Its provisional report on an 18-month investigation of the market concludes that “weak” competitive pressures mean that “banks do not need to work hard enough on price or quality of service”. Charges are opaque and it’s virtually impossible to work out if you’re getting any value from your account, it adds.
Nothing new there, but it’s pretty serious stuff all the same. So how does the CMA propose to use its considerable powers to make the market more competitive?
Did it suggest to the government that the biggest banks are broken up? That the free banking model is no longer fit for purpose and should be scrapped? That customers should be given portable account numbers to make them far more willing to switch?
Nope. The banks simply need to give customers “more information” to make it easier to switch, according to the CMA.

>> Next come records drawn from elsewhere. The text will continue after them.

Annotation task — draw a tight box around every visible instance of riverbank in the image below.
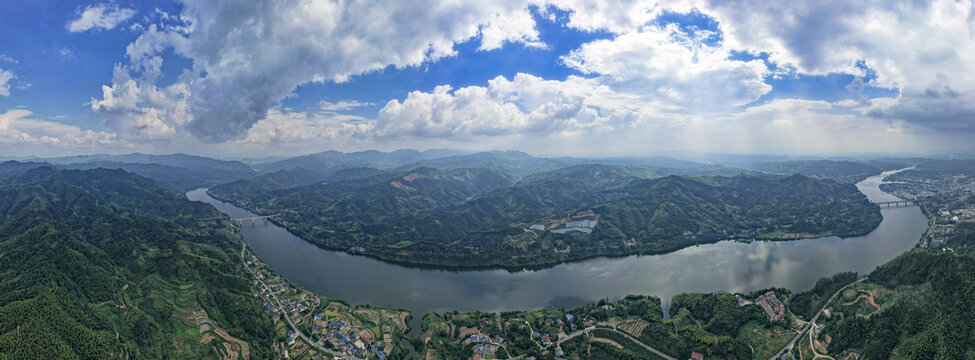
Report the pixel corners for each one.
[206,186,895,272]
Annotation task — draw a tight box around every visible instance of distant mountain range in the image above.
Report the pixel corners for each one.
[9,149,926,190]
[210,160,880,266]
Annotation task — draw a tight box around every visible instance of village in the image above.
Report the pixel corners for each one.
[244,254,412,360]
[528,210,599,234]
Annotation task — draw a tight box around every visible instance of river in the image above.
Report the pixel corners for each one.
[186,171,928,331]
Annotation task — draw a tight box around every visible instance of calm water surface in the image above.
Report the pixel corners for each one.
[186,172,927,331]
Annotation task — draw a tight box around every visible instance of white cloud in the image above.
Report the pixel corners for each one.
[240,109,374,144]
[67,4,136,32]
[0,68,14,96]
[0,109,115,146]
[319,100,375,111]
[562,24,772,111]
[99,0,538,142]
[91,67,188,140]
[376,74,644,137]
[80,0,975,154]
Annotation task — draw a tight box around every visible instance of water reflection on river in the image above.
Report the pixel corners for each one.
[187,172,927,328]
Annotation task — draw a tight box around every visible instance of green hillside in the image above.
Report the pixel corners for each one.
[211,165,881,266]
[0,168,274,359]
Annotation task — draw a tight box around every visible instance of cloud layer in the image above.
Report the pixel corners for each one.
[67,4,136,32]
[63,0,975,155]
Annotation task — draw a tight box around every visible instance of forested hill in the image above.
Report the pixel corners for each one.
[211,165,881,266]
[755,160,883,184]
[0,167,273,359]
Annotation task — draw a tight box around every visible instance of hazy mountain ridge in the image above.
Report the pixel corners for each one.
[211,160,880,265]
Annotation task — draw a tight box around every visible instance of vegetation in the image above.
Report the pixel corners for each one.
[0,167,273,359]
[788,272,857,320]
[210,164,880,266]
[823,250,975,359]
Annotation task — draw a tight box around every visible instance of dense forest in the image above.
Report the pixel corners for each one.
[823,250,975,359]
[210,164,880,266]
[0,167,274,359]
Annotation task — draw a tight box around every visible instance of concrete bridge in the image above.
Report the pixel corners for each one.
[874,200,917,208]
[234,215,275,226]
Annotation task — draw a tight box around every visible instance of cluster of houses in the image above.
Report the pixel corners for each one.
[755,291,785,321]
[312,313,386,360]
[271,343,288,359]
[528,210,599,234]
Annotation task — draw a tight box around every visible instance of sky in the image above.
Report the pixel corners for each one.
[0,0,975,157]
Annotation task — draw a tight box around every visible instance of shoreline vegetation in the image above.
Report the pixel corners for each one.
[210,200,879,272]
[207,166,882,270]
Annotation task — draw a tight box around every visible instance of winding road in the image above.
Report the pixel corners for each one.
[240,240,364,360]
[771,278,867,360]
[555,326,677,360]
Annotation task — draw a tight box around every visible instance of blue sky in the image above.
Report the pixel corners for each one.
[0,0,975,156]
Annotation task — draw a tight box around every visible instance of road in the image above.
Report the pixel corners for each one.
[771,278,867,360]
[555,326,677,360]
[240,241,364,360]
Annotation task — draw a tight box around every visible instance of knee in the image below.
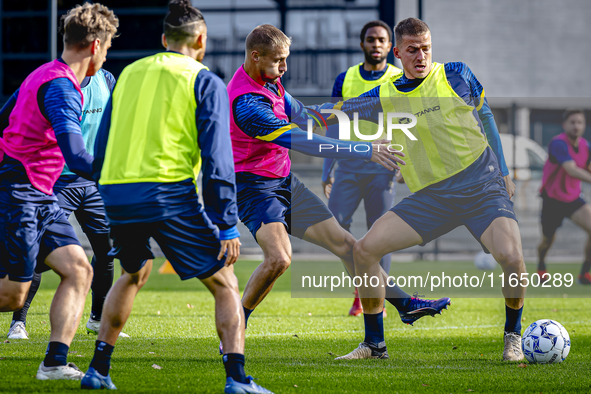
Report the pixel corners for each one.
[265,253,291,275]
[0,292,27,312]
[333,231,357,260]
[353,239,373,267]
[496,250,525,272]
[4,294,27,312]
[121,269,149,288]
[69,256,93,287]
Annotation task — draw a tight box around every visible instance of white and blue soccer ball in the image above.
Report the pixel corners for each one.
[474,251,497,271]
[521,319,570,364]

Having more and smaller banks wouldn’t work, said the CMA, because people still couldn’t easily choose between them because of “a lack of transparency on fees and charges”.
So the competition regulator thinks there’s no point taking radical action because of poor transparency. But why is transparency a problem? Because the cross-subsidisation at the heart of the “free if in credit” (Fiic) model makes it impossible to work out if you’re getting a fair deal from your current account. It’s become glaringly obvious to everyone else that the “free if in credit” model is a barrier to competition, but the CMA doesn’t see it that way.
The CMA has missed an opportunity to dig deeper into cross-subsidies and build a fuller picture of the actual cost of banking to consumers. Instead, it acknowledges that the market isn’t working properly, but has decided the real problem is “a lack of customer engagement”.
That’s why it insists it will “transform” the market by making banks provide customers with “the right information” so they can easily work out the provider and account that best suits them. Yes, it did use the word “transform”.
The chasm between its diagnosis of the problems and its solutions is so wide that you can only conclude that the CMA has decided it’s unbridgeable.
This is the point at which it’s worth remembering that the current account market is not only massive, but it’s also absolutely central to the strategies of the high street banks. In the post-PPI era the current account is what facilitates the sizeable gains from cross-subsidisation.
Any radical proposals that might threaten this model will have met with a very forceful push-back at a time when the banks are getting a very sympathetic hearing in the places where it matters. Their wishes for a PPI complaints deadline will very soon be granted, for the same reason the banking culture review was scrapped – because the government has made it very clear it will be sympathetic to the industry’s interests.
The case for genuine reform in the banking market is overwhelming, as even the CMA acknowledges. Unless the final reports produces some big surprises, however, a golden opportunity will have been missed. Back to the drawing board we go.